The Burmese government will soon terminate its use of foreign exchange certificates (FEC) in favour of streamlining the country’s complex currency system, Information Minister Kyaw Hsan has said.
“In the future there will be no more FECs, just [Burmese] kyat and foreign currencies”, the minister told a press conference on Friday last week.
The system, which came into being in February 1993 after Burma’s first attempt to open up its economy, was an attempt to maintain government control over foreign currency exchange in order to help service its debt. It also looked to simplify Burma’s complex and convoluted multiple exchange rates which have plagued the country and its economy.
The certificates were traded at the rate of one FEC for one US dollar, and also sought to stem rampant inflation in the country that was partly induced by a lack of foreign currency reserves. This had necessitated the printing of more money.
The vouchers offered exchange rates above the official, but unrealistic, exchange rate: the government pegs the Burmese kyat at six to the US dollar, while FECs brought that up to around 450 kyat to the dollar. The real exchange rate however had hovered at around 1,000 kyat to the dollar, but in recent months has dropped down to as low as 750 kyat.

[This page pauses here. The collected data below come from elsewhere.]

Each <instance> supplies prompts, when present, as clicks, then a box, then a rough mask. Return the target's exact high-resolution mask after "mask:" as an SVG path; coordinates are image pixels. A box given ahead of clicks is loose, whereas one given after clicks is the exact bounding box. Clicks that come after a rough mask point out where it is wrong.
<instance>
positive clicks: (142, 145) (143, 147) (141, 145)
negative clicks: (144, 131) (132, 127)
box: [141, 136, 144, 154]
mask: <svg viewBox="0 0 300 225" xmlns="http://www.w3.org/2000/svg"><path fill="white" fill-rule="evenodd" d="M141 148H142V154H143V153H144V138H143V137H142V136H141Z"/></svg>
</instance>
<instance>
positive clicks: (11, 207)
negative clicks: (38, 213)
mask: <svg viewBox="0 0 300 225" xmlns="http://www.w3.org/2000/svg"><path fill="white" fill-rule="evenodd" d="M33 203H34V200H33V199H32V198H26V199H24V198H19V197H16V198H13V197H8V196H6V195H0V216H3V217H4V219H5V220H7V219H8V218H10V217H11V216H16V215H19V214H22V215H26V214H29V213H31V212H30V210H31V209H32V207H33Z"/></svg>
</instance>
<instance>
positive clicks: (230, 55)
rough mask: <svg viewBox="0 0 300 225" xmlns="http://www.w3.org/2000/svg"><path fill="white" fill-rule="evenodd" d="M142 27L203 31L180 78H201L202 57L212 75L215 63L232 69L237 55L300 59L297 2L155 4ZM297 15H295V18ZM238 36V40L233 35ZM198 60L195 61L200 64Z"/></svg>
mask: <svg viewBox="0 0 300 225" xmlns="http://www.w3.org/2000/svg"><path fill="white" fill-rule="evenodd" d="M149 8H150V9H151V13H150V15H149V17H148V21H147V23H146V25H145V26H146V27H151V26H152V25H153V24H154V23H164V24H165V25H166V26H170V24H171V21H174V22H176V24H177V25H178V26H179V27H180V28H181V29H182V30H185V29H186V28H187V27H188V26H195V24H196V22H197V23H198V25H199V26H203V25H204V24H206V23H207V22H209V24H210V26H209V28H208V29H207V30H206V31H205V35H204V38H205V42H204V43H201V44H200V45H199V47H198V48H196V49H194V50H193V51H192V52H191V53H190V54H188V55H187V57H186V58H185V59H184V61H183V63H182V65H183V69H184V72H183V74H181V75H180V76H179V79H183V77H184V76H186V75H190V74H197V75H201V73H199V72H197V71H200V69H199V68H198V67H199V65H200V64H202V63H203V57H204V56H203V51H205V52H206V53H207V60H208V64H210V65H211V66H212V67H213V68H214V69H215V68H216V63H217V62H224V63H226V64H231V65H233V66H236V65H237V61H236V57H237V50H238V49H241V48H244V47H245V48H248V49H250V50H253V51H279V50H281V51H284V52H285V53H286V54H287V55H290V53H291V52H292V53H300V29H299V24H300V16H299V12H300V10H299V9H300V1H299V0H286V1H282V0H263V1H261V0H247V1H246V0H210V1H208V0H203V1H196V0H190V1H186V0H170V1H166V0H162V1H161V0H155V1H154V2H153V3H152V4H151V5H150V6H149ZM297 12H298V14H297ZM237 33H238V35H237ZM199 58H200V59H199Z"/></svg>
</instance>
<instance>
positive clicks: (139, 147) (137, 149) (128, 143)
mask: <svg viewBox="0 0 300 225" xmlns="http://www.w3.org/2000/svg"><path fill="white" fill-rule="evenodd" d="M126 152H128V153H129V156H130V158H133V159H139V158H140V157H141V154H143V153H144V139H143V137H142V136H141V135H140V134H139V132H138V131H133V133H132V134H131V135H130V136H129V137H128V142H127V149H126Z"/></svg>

There is yet no indication of what rate the relevant banks will offer for one FEC, an issue which Australian economist Sean Turnell said could give clues to any future pegging of the currency, if as has been hinted there will be an attempt to unify the multiple exchange rates.
Two major factors have come about to drastically change the landscape of Burma’s currency: the first has been the massive reduction in the value of the dollar, through quantitative easing and economic problems in the US.
The second has been a surge in foreign currency reserves of the Burmese government from increased gas and natural resource exports, commodities that have seen prices rise internationally. Its privatisation drive over the last year has also seen Burmese business people move overseas money back to the country as they sought to buy up privatised assets.
“Burma’s foreign exchange and foreign reserves position is dramatically different to when it first introduced the FECs,” Turnell told DVB. “At that time it had barely two months import cover and so was doing everything it could to squirrel away foreign currency.”
This has drastically increased the value of kyat by around 20 percent, according to The Economist, making it the best performing currency in Asia.
But this has caused serious problems for Burma’s exporters, particularly in areas like garments. Similarly, it has reduced the price that agricultural commodities are sold on the domestic market as they are no longer competitive exports, pushing prices down and farmers into debt.
All this has prompted the government to reduce export tariffs over the last few months, from 10 percent to 7 percent in June and then today cut again to two percent for at least six months, according to Reuters. The reductions however were only for certain categories largely agricultural commodities such as pulses and sesame. This did not include the key garments sector and as Myint Soe, a vice-chairman of the Union of Myanmar Federation of Chambers of Commerce and Industry (UMFCCI) lamented to Reuters: ”It’s a pity the latest measure does not cover some other important export items like garments and wood products.”